U.N. Special Rapporteur on the right to food Michael Fakhri said that Israel is intentionally blocking aid and destroying means of procuring food in Gaza to intentionally starve the population in what is “clearly a war crime” and, in his view, creating “a situation of genocide.”

On Thursday, U.N. High Commissioner for Human Rights Volker Turk called for investigation into and accountability for violations of international humanitarian law and war crimes committed by “all parties” in the conflict between Israel and Hamas.

Mixed Reports on Ceasefire Talks, but Biden Hopes for Agreement by Monday

U.S. President Joe Biden said early this week that he hopes ongoing negotiations regarding the violence in Gaza will yield a ceasefire agreement “by… the end of the weekend.” Qatari and Egyptian delegations, acting as intermediaries for Hamas, met with senior U.S. and Israeli intelligence officials in Paris last Friday to discuss a ceasefire agreement tied to hostage releases.
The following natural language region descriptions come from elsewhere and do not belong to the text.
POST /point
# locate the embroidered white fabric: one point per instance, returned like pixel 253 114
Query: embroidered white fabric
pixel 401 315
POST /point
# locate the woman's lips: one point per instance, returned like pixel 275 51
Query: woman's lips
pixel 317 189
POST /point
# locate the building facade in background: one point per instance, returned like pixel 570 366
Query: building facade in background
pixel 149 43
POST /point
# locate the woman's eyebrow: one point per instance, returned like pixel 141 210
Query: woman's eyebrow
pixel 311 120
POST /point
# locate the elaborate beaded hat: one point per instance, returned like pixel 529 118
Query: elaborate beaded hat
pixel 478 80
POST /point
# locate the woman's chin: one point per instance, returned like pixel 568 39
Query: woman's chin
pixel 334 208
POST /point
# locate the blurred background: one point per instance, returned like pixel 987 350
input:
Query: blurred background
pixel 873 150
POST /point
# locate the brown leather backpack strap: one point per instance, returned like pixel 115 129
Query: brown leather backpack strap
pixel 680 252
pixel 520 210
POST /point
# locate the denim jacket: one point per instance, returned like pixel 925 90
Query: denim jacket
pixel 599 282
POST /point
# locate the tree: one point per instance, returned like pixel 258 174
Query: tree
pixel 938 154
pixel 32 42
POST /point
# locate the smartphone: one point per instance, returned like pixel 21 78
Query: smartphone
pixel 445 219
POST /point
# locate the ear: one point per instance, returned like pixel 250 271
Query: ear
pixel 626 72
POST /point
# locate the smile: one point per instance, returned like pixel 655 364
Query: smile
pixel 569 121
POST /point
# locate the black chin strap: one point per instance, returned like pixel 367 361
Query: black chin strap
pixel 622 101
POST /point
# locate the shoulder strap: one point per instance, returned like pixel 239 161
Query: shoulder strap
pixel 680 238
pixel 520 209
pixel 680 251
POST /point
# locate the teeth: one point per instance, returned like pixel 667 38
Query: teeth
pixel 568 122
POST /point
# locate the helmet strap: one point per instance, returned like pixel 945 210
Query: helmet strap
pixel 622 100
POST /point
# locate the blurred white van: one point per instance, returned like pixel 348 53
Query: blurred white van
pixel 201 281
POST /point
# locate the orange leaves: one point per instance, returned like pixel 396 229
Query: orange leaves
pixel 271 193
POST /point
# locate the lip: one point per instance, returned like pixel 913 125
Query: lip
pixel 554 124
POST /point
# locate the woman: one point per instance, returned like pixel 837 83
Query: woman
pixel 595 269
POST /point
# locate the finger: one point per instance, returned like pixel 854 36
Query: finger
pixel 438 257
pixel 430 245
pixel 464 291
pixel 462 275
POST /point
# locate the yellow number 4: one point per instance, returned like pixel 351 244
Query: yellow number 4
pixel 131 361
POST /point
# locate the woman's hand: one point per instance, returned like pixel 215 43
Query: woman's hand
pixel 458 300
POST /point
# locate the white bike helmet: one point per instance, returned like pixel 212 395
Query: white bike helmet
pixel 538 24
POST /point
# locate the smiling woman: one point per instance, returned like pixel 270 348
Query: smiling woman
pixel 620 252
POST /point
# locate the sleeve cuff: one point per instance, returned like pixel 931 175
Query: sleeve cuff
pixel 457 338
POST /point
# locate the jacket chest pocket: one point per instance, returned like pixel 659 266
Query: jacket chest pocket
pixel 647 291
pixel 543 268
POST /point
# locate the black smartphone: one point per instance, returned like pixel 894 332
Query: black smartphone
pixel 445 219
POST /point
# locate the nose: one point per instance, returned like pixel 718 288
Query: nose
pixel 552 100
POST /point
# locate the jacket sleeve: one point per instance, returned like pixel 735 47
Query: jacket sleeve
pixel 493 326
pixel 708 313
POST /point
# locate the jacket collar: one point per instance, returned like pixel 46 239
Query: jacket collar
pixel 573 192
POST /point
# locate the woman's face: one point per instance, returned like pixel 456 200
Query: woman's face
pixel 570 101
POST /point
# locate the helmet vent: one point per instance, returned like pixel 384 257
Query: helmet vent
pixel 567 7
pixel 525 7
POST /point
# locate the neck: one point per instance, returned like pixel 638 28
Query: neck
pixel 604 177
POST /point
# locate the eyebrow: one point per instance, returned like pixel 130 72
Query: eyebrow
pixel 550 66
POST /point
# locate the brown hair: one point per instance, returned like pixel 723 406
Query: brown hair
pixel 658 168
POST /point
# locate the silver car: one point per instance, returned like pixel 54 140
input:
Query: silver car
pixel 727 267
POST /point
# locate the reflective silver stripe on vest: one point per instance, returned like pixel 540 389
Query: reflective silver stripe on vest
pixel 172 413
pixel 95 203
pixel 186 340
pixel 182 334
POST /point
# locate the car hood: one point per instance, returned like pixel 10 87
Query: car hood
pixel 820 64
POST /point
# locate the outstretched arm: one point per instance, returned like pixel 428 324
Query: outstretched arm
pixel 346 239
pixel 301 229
Last week, the United States vetoed a third U.N. Security Council resolution demanding an immediate humanitarian ceasefire in the Israel-Hamas war in Gaza, arguing the resolution threatened to disrupt these ongoing negotiations.

Though Biden announced that Israel agreed not to “engage in activities during Ramadan” to enable the transfer of hostages for Palestinian prisoners, Hamas officials claim they have not received “any new proposals,” and will continue to insist on terms for a long-term ceasefire.

Sixth United Nations Environment Assembly Draws to a Close

The sixth session of the U.N. Environmental Assembly (UNEA-6) will conclude its proceedings today in Nairobi, Kenya. During the weeklong meeting, States have called for inclusive and cooperative approaches to the issues of climate change, biodiversity loss, and pollution.